Sous-traitance et mise à disposition de personnel : les risques juridiques du délit de marchandage
Le recours à la sous-traitance, aux prestations de services ou à la mise à disposition de salariés constitue une pratique courante dans le monde de l’entreprise. Ces mécanismes permettent d’adapter les ressources aux besoins de l’activité et sont licites lorsqu’ils respectent le cadre légal. Toutefois, certaines organisations peuvent être requalifiées en délit de marchandage, une infraction sévèrement sanctionnée par le Code du travail.
Les conditions de caractérisation du délit de marchandage
L’article L. 8231-1 du Code du travail définit le marchandage comme toute opération lucrative de fourniture de main-d’œuvre ayant pour effet de causer un préjudice au salarié ou de contourner l’application de dispositions légales ou conventionnelles. Cette infraction appartient à la catégorie du travail illégal et fait l’objet d’une vigilance constante de l’administration du travail et des juridictions.
Pour que le délit soit caractérisé, trois conditions doivent être réunies. D’abord, il doit exister une mise à disposition de salariés au profit d’une entreprise utilisatrice. En pratique, les salariés travaillent sous l’autorité de cette dernière, qui leur donne des directives, contrôle leur activité et organise leur travail.
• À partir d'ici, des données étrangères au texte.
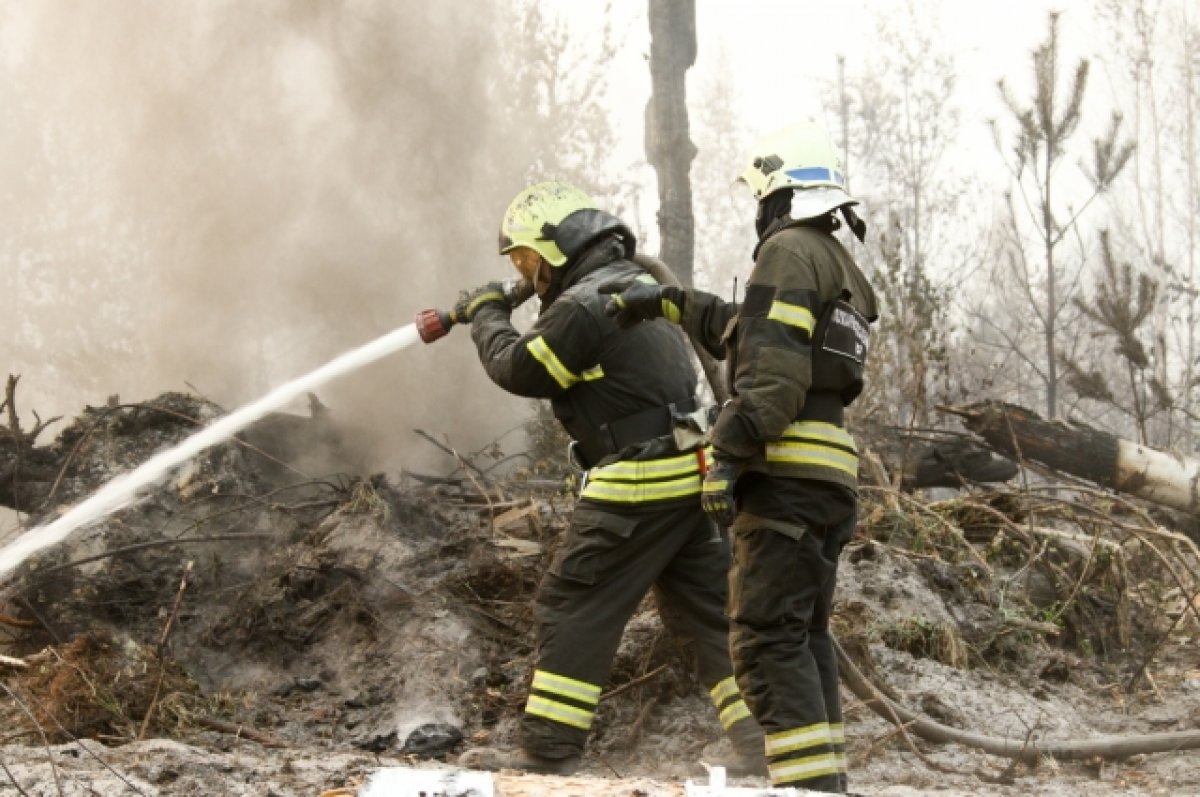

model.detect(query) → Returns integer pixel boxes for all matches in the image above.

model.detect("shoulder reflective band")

Ensuite, l’opération doit poursuivre un but lucratif. Celui-ci peut résulter d’un bénéfice direct réalisé par l’entreprise mettant les salariés à disposition ou d’un avantage économique indirect obtenu par l’entreprise utilisatrice, notamment par une réduction de ses coûts de gestion du personnel.
Enfin, il doit être démontré un préjudice pour les salariés concernés ou une volonté d’éluder des règles protectrices du droit du travail. Il peut s’agir, par exemple, de l’absence de versement de primes, de l’application d’une convention collective moins favorable ou encore du non-respect des règles relatives à la durée du travail.
Des situations fréquemment rencontrées en pratique
La jurisprudence illustre régulièrement les situations dans lesquelles le marchandage est retenu. Les cas les plus fréquents concernent les fausses opérations de sous-traitance, lorsque le prestataire n’exerce aucun véritable pouvoir d’encadrement sur ses salariés. Dans le secteur du bâtiment, de la sécurité, du transport ou de la logistique, les tribunaux examinent attentivement la réalité des conditions d’exécution des prestations afin de déterminer si le contrat ne dissimule pas une simple fourniture de personnel.
Les groupes de sociétés ne sont pas non plus à l’abri. La Cour de cassation a notamment admis la qualification de marchandage dans une situation où un salarié, employé par une filiale, travaillait en réalité sous l’autorité de la société holding, tandis que la mise à disposition donnait lieu à une facturation générant un profit pour la société prêteuse (Cass. soc., 12 octobre 2016, n° 14-26.032).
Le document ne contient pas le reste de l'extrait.